Based on experimental evidence, scientists have proposed that tumors may possess cells similar in phenotype to normal stem cells and that these cancer stem cells (CSCs) are the origin of tumors. Cancer stem cells (CSCs) theory supposes the existence of some highly tumorigenic cells with the properties of normal stem cells, i.e. capable to give raise - in asymmetric division - to cancer cells. Biochemical and biological characterization of these small populations of cancer initiating cells implicated their critical roles in cancer initiation, cancer progression, and malignancy.
In our consortium, we have generated the mouse mAb, namely 8B6, which is specific to the O-acetylated derivative of GD2: O-acetyl-GD2 ganglioside (OAcGD2). This specific antibody shows no cross reaction with GD2 or other O-acetyl-gangliosides. OAcGD2 is not expressed at the surface of the nerves contrary to GD2 ganglioside, however, it is expressed at comparable levels on tumor cells (up to 106 sites/cell) (Alvarez-Rueda et al. 2011). The GD2 ganglioside has been recently identified as a human neural stem cell surface marker. In recent studies, Battula et al. reported that following the induction of epithelial-to-mesenchymental transition, human mammary epithelial cells show functional properties similar to those of human bone marrow-derived mesenchymental stem cells. Therefore, they hypothesized that the cell markers expressed on the surface of MSCs could also be expressed on the surface of breast CSCs, and they recently confirmed that GD2 identifies breast stem cells.
These recent data prompted us to define the expression profile of OAcGD2 in glioblastoma (GBM) and breast cancers and to evaluate the distribution of OAcGD2 in cancer non-stem and stem cells, in order to determine if OAcGD2 could be a reliable surface marker for both pathologies.

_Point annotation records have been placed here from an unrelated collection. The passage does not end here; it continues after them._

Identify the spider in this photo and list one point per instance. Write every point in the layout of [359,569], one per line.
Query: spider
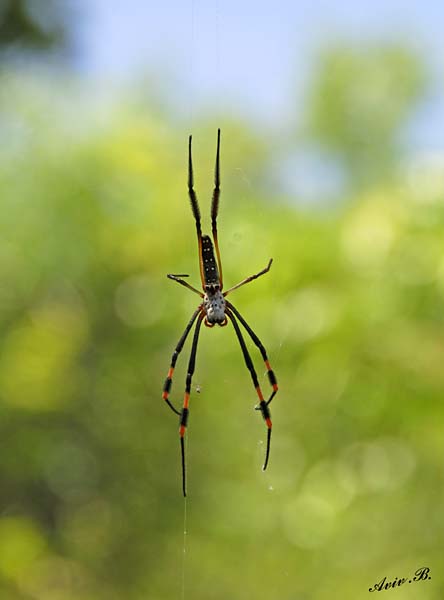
[214,309]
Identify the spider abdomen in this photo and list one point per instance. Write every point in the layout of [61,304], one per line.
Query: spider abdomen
[214,305]
[211,272]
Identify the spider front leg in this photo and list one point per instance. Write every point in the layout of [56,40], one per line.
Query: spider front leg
[169,380]
[271,376]
[263,405]
[185,410]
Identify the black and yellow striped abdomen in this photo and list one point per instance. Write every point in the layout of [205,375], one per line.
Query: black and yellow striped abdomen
[211,272]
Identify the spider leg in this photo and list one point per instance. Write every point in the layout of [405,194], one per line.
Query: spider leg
[169,380]
[195,209]
[262,404]
[271,376]
[215,206]
[185,410]
[182,282]
[251,278]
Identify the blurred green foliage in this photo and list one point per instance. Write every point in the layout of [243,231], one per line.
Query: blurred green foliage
[94,213]
[33,24]
[358,101]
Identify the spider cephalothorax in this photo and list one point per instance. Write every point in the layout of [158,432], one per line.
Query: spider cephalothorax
[214,309]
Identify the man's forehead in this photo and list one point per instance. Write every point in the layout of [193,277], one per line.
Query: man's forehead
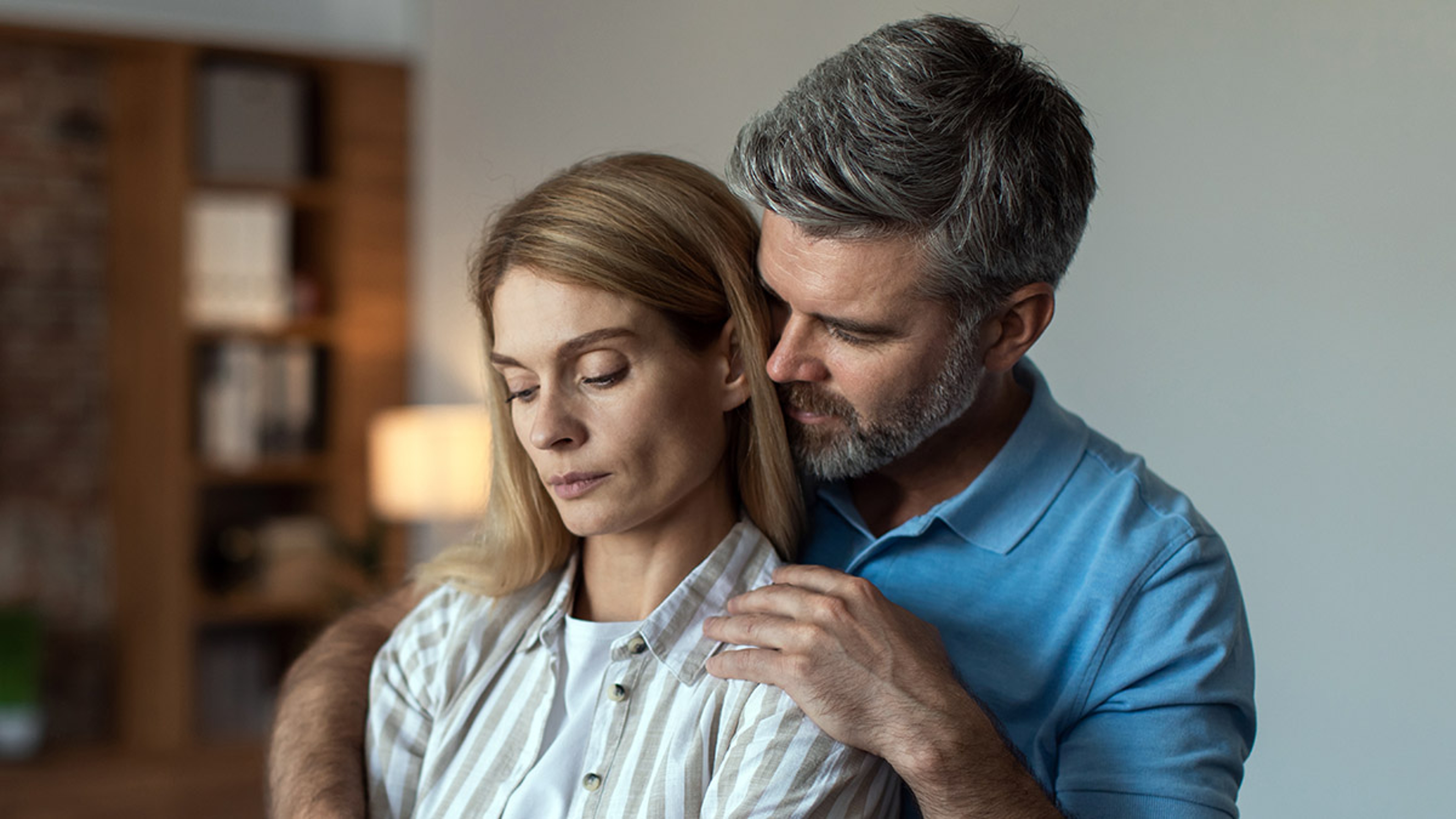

The aim of our GANGSTEMAB research program is to validate the clinical potential of anti-OAcGD2 mAbs for targeting cancer stem cells in the treatment of two cancers: GBM and breast cancer. Our objectives are:
The relationship between OAcGD2 expression and the “stem-ness” of cancer cells will be explored.
In glioma, OAcGD2 phenotype will be related to existing CSC biomarkers and oncogenic properties.
In breast cancer, OAcGD2 phenotype and oncogenic properties will be studied within enriched CSC populations.
OAcGD2 phenotype will be studied before and after therapies known to enriched CSC within tumors.
OAcGD2 chimeric mAb therapy efficacy will be studied in cellular and animal models, alone or in combination with existing therapies.
OAcGD2 mAb wil be humanized to allow repeated injections for allowing repeated or adjuvant treatments.
The innovative potential of mAb anti-OAcGD2 lies in the specific expression of the antigen OAcGD2 in CSCs of glioblastoma and in breast cancers and probably other cancers (patent being filed). Moreover, compared to anti-GD2 mAbs, anti-OAcGD2 mabs do not bind to peripheral nerves and thus do not induce pain (patent granted in Europe, pending in other countries). Besides, OAcGD2 chimeric antibodies with improved cytotoxic properties have been developed and are being patented by Partners 1 and 2.
If we succeed to prove the concept of CSC targeting using OAcGD2 for these two diseases, it can be extended to other cancers.
However to reach this objective, we will have to overcome the following challenges:
• CSC are not precisely defined;
• Animal models of CSC therapy might be far from clinical situations;
• The expression of OAcGD2 in CSCs must be checked, especially after or during chemotherapy and radiotherapy;
• The affinity, the specificity and the cytotoxicity of the humanized version of mAb 8B6 must be kept.

If we succeed to prove the potential value of this antibody in glioma and/or breast cancer, it might become a therapeutic option also in other CSC-dependent cancers as leukemia, colon cancer, head and neck, pancreas, etc.